Consultant, Micronomics, Inc., Los Angeles, CA., U.S.A.
Vice-President, Micronomics, Inc., Los Angeles, CA., U.S.A.
President, Micronomics, Inc., Los Angeles, CA., U.S.A.
Georgia-Pacific contemplates that parties to infringement litigation engage in a hypothetical negotiation assumed to occur just prior to the date of alleged infringement. The hypothetical negotiation is intended to produce a license agreement similar to what a willing licensor and willing licensee would have agreed to, neither under any compulsion to enter into an agreement, assuming the patents in question were understood to be valid and infringed. Consistent with Georgia-Pacific, the parties may consider 15 factors, among other things, in connection with their negotiation. Consideration of these factors often is referred to as a Georgia-Pacific analysis, the outcome of which is intended to provide damages “adequate to compensate” the patent holder for infringement.
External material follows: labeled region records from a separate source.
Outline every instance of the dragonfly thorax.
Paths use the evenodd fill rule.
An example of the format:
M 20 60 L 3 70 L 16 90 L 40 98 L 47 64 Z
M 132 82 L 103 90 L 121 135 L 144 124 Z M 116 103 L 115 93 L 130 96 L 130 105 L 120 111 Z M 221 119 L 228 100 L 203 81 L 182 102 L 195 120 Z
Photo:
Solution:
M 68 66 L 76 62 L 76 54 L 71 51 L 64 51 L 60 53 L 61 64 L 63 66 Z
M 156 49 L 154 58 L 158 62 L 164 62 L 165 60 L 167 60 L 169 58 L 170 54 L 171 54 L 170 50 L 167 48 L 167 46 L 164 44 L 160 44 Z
Within the hypothetical negotiation construct, industry royalty rates often are considered as part of the analysis and determination of a reasonable royalty rate. Indeed, Georgia-Pacific factor 12, “the portion of profit or selling price that may be customary in the particular business or in comparable businesses to allow for the use of the inventions or analogous inventions,” calls for an evaluation of royalty rates paid for licenses to technology in the relevant industry.
The sections that follow set forth an empirical study of industry license agreements. Results from this study are used to discuss how observed industry average royalty rates properly can be utilized in the hypothetical negotiation construct. These results are not intended to serve as a substitute for analysis of Georgia-Pacific factors 1 and 2, which relate to established royalties for the specific technology in question. Instead, the agreements which we have analyzed here provide a useful context within which rates for specific patent claims can be assessed.